Patty/Tania –
Jerry Belcher and Don West
On February 4, 1974, the United States experienced its
first political kidnapping. The radical left group Symbionese Liberation Army
(SLA) kidnapped newspaper heiress Patricia Campbell Hearst from her apartment
near the UC Berkeley campus.
In those far-off pre-information superhighway days, this
fantastical crime garnered as much media attention as our society could muster:
three major TV networks, local daily newspapers, and radio broadcasting. The hyper-competitive
paperback book publishers churned out “instant books” – books written and
published very quickly to exploit burning reader interest in topics of the day.
Pyramid Books hustled this instant book into print in January 1975, while Bill and
Emily Harris and Patty Hearst were still on the run.
Readers can easily imagine what half-baked junk many
instant books were back then. However, Belcher and West give us a
fast-moving narrative of the case. The outstanding point is that the two
reporters provide wide-ranging background on the major players and their
experiences. For example, they reproduce in full a pathetic autobiographical
letter Donald DeFreeze, head of the SLA, wrote to a judge. Pathetic either way,
that is, whether it is the pitiable truth or a cynical attempt to stir the
sympathy of a judge.
Belcher and West give a wealth of interesting detail on
the fringe characters to whom the media paid no attention. I had no idea that
the prisons were such hotbeds of political activity and discussion in the late
Sixties. Various programs had college students visit inmates for educational
purposes and consciousness-raising rap sessions. But these meetings sometimes
turned into political agitation and radicalization on both sides.

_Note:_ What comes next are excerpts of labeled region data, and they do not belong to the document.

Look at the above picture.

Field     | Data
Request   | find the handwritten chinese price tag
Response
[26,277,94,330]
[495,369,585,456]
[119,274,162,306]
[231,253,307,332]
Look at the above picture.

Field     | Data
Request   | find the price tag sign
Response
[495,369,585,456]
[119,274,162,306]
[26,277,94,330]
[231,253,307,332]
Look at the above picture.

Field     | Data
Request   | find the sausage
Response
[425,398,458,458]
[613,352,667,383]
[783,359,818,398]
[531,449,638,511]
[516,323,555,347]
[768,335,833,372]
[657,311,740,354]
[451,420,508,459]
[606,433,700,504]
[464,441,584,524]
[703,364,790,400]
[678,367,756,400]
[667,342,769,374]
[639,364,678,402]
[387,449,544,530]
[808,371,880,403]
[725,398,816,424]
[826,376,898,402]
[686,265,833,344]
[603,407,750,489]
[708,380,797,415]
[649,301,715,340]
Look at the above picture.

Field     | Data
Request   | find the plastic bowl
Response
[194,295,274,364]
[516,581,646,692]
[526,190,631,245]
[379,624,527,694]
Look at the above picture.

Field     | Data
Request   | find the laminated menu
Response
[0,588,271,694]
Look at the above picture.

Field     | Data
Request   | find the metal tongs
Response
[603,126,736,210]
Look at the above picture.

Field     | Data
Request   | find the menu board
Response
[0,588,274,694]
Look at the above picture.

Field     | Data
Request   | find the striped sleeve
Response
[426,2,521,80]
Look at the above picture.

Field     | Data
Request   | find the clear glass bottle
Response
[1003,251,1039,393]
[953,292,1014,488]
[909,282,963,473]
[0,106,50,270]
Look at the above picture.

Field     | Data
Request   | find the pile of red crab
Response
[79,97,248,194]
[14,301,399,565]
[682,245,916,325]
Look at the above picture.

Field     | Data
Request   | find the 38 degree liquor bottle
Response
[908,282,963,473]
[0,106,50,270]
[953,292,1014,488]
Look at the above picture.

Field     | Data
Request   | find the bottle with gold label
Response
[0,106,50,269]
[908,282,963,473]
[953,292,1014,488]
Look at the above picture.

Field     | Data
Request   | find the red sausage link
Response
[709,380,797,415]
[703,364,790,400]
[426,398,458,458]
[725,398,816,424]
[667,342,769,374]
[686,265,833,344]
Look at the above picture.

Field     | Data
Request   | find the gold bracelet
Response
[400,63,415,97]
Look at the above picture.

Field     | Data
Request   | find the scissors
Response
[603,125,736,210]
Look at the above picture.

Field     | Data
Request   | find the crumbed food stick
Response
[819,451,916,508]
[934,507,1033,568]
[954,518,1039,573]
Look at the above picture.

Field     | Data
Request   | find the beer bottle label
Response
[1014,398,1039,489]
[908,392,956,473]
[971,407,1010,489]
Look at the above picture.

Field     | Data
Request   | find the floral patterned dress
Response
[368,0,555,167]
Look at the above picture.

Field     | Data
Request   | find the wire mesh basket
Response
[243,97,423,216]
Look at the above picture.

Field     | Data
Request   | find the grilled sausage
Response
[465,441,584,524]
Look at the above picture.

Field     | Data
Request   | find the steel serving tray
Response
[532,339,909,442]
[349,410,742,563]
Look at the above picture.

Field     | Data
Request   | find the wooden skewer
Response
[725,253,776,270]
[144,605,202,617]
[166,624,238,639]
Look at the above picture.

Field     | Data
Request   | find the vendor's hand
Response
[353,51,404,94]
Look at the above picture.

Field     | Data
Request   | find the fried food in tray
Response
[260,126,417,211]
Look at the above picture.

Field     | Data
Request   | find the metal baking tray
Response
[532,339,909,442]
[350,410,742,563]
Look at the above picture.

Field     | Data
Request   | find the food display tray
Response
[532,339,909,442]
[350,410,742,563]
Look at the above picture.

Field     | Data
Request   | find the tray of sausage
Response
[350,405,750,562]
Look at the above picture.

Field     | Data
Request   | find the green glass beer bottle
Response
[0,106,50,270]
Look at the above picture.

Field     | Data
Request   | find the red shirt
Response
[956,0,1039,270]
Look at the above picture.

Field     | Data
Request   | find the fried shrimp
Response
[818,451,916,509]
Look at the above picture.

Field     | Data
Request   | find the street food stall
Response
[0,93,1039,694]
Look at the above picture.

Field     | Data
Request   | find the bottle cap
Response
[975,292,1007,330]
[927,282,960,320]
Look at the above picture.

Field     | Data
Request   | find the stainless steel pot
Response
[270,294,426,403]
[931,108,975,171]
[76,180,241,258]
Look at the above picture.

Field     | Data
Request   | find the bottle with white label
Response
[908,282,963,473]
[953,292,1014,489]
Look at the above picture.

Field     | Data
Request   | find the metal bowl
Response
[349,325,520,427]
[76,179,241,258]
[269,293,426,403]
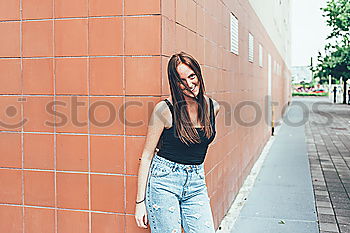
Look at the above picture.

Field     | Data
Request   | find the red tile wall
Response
[0,0,290,233]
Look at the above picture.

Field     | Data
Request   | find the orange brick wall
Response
[0,0,290,233]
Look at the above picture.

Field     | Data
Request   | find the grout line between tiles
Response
[122,0,126,233]
[86,3,92,233]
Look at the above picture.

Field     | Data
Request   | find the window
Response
[248,32,254,62]
[231,13,238,55]
[259,44,263,67]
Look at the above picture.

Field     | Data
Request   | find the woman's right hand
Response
[135,201,148,228]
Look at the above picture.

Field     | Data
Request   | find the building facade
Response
[0,0,291,233]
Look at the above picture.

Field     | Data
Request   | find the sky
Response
[291,0,331,66]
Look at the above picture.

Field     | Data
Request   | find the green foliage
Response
[311,0,350,83]
[321,0,350,39]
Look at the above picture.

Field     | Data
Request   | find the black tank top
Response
[157,98,216,165]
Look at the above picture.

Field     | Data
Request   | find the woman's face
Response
[176,63,200,98]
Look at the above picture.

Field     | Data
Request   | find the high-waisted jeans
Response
[146,154,215,233]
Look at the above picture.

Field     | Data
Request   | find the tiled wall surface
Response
[0,0,290,233]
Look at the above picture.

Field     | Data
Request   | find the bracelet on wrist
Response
[136,198,146,204]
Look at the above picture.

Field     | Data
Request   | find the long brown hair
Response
[168,52,213,145]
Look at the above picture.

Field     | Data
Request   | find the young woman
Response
[135,52,219,233]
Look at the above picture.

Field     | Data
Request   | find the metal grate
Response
[231,13,238,55]
[248,32,254,62]
[259,44,263,67]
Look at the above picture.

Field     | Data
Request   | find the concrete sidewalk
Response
[231,101,319,233]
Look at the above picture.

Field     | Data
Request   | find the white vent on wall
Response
[248,32,254,62]
[230,13,238,55]
[259,44,263,67]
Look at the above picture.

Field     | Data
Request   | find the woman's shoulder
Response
[204,95,220,116]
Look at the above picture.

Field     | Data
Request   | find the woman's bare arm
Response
[136,101,167,201]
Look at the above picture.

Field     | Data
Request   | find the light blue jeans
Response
[146,154,215,233]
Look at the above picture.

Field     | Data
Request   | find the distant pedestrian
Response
[135,52,219,233]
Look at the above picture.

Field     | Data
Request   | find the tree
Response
[312,0,350,103]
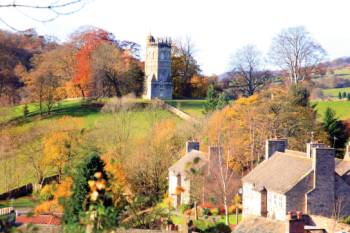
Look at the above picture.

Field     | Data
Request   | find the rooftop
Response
[243,150,312,193]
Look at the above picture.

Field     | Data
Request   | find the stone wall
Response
[163,103,196,122]
[333,175,350,217]
[310,215,350,233]
[306,148,335,217]
[267,191,287,220]
[286,172,314,213]
[242,183,261,216]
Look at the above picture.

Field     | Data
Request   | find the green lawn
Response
[0,197,36,208]
[314,100,350,120]
[334,67,350,79]
[0,99,181,193]
[323,87,350,98]
[166,99,205,117]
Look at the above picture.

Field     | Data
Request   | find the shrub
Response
[38,183,56,201]
[201,208,211,216]
[179,204,191,214]
[210,208,220,215]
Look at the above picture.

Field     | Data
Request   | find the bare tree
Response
[171,37,201,97]
[270,27,326,84]
[0,0,88,31]
[230,45,271,96]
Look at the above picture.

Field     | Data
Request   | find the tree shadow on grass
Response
[0,101,103,128]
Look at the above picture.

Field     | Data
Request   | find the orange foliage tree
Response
[72,29,111,97]
[43,116,82,177]
[34,177,73,214]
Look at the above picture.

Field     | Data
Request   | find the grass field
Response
[323,87,350,98]
[0,197,36,209]
[166,99,205,117]
[334,67,350,79]
[314,100,350,120]
[0,100,181,193]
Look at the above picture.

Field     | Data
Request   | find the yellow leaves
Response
[235,95,258,105]
[34,177,73,214]
[175,186,185,196]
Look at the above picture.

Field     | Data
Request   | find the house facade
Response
[168,141,241,208]
[242,139,350,220]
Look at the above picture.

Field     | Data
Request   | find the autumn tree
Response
[230,45,271,96]
[43,117,82,177]
[71,28,112,97]
[171,37,201,97]
[270,27,325,84]
[25,50,66,114]
[92,43,143,97]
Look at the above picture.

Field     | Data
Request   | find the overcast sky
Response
[0,0,350,75]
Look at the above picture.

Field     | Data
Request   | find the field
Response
[323,87,350,98]
[334,67,350,79]
[0,100,181,193]
[313,101,350,120]
[166,99,205,117]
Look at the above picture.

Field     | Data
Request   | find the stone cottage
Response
[242,139,350,220]
[168,141,240,208]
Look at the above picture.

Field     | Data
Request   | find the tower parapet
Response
[143,35,173,99]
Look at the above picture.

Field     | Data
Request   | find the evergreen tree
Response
[216,92,229,110]
[289,85,310,107]
[63,153,112,225]
[204,85,218,113]
[23,104,29,118]
[323,107,346,148]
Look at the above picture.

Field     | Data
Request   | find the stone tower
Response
[143,35,173,99]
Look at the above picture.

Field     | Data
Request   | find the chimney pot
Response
[186,141,199,154]
[265,139,288,159]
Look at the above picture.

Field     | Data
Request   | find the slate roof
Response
[243,151,312,193]
[169,150,208,174]
[233,216,286,233]
[242,150,350,194]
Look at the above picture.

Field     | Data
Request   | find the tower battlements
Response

After the draft stopped vacuuming up college students,
the anti-war movement lost a lot of steam and so did other far left activist groups. And by the early 1970s political
activism on the left had curdled into angry, disappointed, desperate youth
striking out in various ways. The authors discuss how the SLA recruited members
from a defunct Maoist revolutionary group called the Venceremos ("We will
win") who broke off from other radical groups because those groups were
too restrained for them. The SLA claimed responsibility for the cold-blooded
killing of Oakland School Board Director Marcus Foster, an African-American who
was doing great work under trying circumstances. For this senseless stupid act,
they were roundly condemned by other leftist groups.
As an added attraction, the appendix includes texts of
the Symbionese Liberation Army tapes and communiques. Such primary documents
- with unreadable content, incoherent
organization, harsh invective, and strutting tone - capture the utter poverty of imagination,
education, or theory of the self-styled revolutionary militia.
Both writers were veteran newspaper reporters so they
were careful with facts and documentation. Their writing is brisk, readable, and
not as flat and grey as much journalistic writing was back then. They
had to be cautious about objectivity and not sensationalizing the case, because
they worked for the San Francisco Examiner, edited by the victim’s father Randolph
“Randy” Hearst. To Hearst’s credit, one gets the feeling that he did not
interfere with coverage by his paper or investigations for this book project.
But, as we would expect, Belcher and West don’t mention Hearst’s fondness for
red wine nor do they discuss the strain the kidnapping put on the Hearsts' marriage.
Be aware that, as journalists usually do, Belcher and
West break down when they try to take the bird’s eye view. For instance, the
discussion of the influence on excessive TV watching on the anti-social
behavior of the white, middle-class, baby boomers is singularly unpersuasive.
Our present-day image is that the Sixties were the time
of turbulence, the Seventies of mellow. In fact, in only 18 months in 1971 and 1972 the United States saw
in excess of 2,500 domestic bombings, according to FBI statistics. Besides the violence, the Seventies were a time when people retreated into bitter
privacy and staying afloat. People felt nervous and disgusted over gas prices
and blows to the auto industry, economic woes in what now is called the Rust
Belt, fears about crime like serial killings and mass murders related with drugs, and the breaking of confidence
and trust due to lies about the Vietnam war and the Watergate political crisis
that forced Nixon’s resignation. Things hippie went mainstream in the Seventies
– getting high, casual clothes, bright colors, crafts like macramé, just you
and me simple and free, have you never been mellow – but the left politics of
the hippies went into disrepute because of cults like the SLA and
hundreds of mad bombings
Such is the oddity of life that we can be in the middle
of commotion and upheaval but have little sense of the hurly-burliness of it
all. In this book, Belcher and West didn’t seem to realize what crazy times the
1970s were, a cluelessness which appealed to me mightily. Because looking back I
didn’t know the Seventies were that nutty either - in 1974 I was just a wiseass
high school senior and naïve college freshman. I wanted only two things: not to
flunk out of State and a girlfriend.